Главный его упрек в свой собственный адрес касался одной из идей, которые я жестче всего критиковал, а именно — об абсолютной ценности, приписываемой марксизму как образцовой философии истории, единственно способной придать смысл человеческому становлению, так сказать, сверхисторическому критерию, поскольку «при сравнении с марксизмом все исторические мудрости предстают как неудачи». Однако Мерло-Понти обнаруживает, что сам его предыдущий подход не согласуется с марксизмом. Как оставить за ним истинность в отрицании и не признавать за ним истинность в действии, не выходя за рамки, установленные им самим? «Говорить, как мы это делали, что марксизм остается истинным в качестве критики или отрицания, не будучи истинным в качестве действия или в позитивном смысле, означало ставить себя вне действия и в особенности — вне марксизма, оправдывать его доводами, из него не вытекающими, и в конечном счете порождать двусмысленность». Нельзя оставлять критику и отказываться от действия: «Таким образом, совершенно невозможно разрубать марксизм на две части, признавать его истинность в том, что он отрицает, и неистинность — в том, что он утверждает, ибо конкретно, в его способе отрицать, уже содержится его способ утверждать». Затем следует заключительная исповедь. Он напоминает о страницах, на которых отождествлял возможное поражение марксизма с поражением самой философии истории, и оценивает свой вчерашний марксизм в следующих словах: «Этот марксизм, сохраняющий истинность, что бы он ни делал, обходящийся без проверки опытом и доказательств, — не философия истории, это переодетый Кант, и именно Канта мы снова нашли в конечном счете в концепте революций как абсолютного действия». Мне понятно, в каком смысле Мерло-Понти ретроспективно оценивает как кантианскую свою вчерашнюю философию, соотносившую историю с абсолютом — пролетариатом в качестве всеобщего класса, истины в действии; но сам Кант, в своей философии истории, в Идее Разума, не совершил ошибок, подобных ошибкам Мерло-Понти в книге «Гуманизм и террор».

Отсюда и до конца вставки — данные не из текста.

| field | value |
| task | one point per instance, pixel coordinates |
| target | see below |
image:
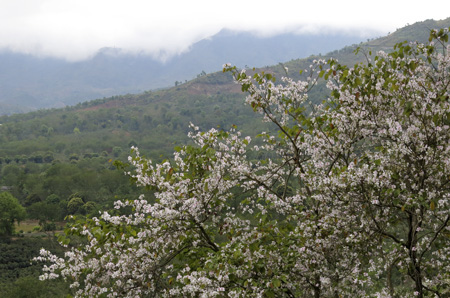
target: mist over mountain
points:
(28, 83)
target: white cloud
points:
(76, 29)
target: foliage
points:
(350, 198)
(19, 276)
(10, 212)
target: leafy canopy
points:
(349, 199)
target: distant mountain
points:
(156, 120)
(29, 83)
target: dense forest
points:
(71, 161)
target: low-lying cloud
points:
(76, 30)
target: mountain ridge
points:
(28, 83)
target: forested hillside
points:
(60, 162)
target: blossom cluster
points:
(339, 201)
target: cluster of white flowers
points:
(339, 200)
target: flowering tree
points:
(348, 198)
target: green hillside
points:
(59, 162)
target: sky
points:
(77, 29)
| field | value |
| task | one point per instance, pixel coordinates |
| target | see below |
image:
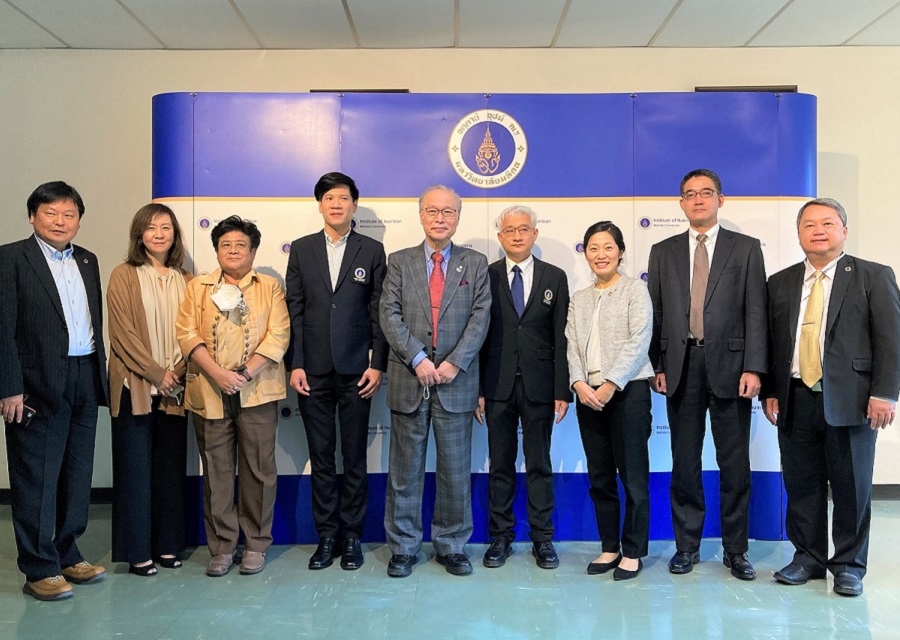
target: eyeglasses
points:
(432, 213)
(511, 231)
(703, 193)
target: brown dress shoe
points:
(252, 562)
(84, 573)
(52, 588)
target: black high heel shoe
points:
(169, 563)
(145, 571)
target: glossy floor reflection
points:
(516, 601)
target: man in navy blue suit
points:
(334, 279)
(52, 379)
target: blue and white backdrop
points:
(575, 159)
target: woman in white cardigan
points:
(608, 332)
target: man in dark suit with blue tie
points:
(334, 279)
(52, 379)
(709, 348)
(835, 343)
(525, 377)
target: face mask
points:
(228, 298)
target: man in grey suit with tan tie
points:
(835, 344)
(708, 287)
(435, 311)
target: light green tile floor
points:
(517, 601)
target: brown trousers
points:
(244, 437)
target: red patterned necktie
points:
(436, 288)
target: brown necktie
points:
(698, 286)
(810, 355)
(436, 289)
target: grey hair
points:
(515, 210)
(440, 187)
(831, 203)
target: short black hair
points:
(49, 192)
(236, 223)
(332, 180)
(701, 173)
(611, 229)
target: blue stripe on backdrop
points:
(277, 145)
(294, 523)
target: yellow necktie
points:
(810, 356)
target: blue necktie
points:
(517, 288)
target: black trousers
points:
(148, 512)
(730, 420)
(339, 507)
(503, 418)
(815, 455)
(615, 439)
(51, 462)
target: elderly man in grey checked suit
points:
(435, 309)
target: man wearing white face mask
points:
(233, 329)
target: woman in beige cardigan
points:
(233, 329)
(146, 374)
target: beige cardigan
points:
(129, 345)
(269, 330)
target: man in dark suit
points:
(835, 342)
(708, 287)
(434, 312)
(52, 379)
(334, 279)
(524, 377)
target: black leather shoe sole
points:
(496, 561)
(683, 562)
(599, 568)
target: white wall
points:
(84, 117)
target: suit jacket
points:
(462, 326)
(335, 329)
(734, 316)
(534, 344)
(34, 338)
(862, 339)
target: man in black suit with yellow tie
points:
(334, 280)
(525, 377)
(835, 342)
(52, 379)
(708, 287)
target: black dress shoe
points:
(847, 584)
(796, 573)
(626, 574)
(455, 563)
(400, 565)
(544, 554)
(683, 562)
(324, 555)
(351, 554)
(497, 553)
(596, 568)
(740, 566)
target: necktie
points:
(698, 286)
(436, 289)
(810, 356)
(517, 288)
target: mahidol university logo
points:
(487, 148)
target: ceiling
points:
(414, 24)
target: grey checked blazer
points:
(462, 325)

Отказавшись от идеи пролетариата-абсолюта, Мерло-Понти возвращался к достаточно классическим социологическим положениям. Любая революция упраздняет какой-то правящий класс и ставит на его место другой класс. Демократия для народа, которая одновременно была бы диктатурой, обращенной вовне, против врагов народа, — это лишь умозрительная идея. Поскольку трудно найти путь между социал-демократией и диктатурой пролетариата, то «любая революция находится в пространстве относительности, и существуют лишь прогрессивные изменения». «Революции свойственно считать себя абсолютной и таковой не являться именно потому, что она верит в эту свою абсолютность». «Чувствует ли себя сегодня чешский пролетариат счастливее, чем до войны?»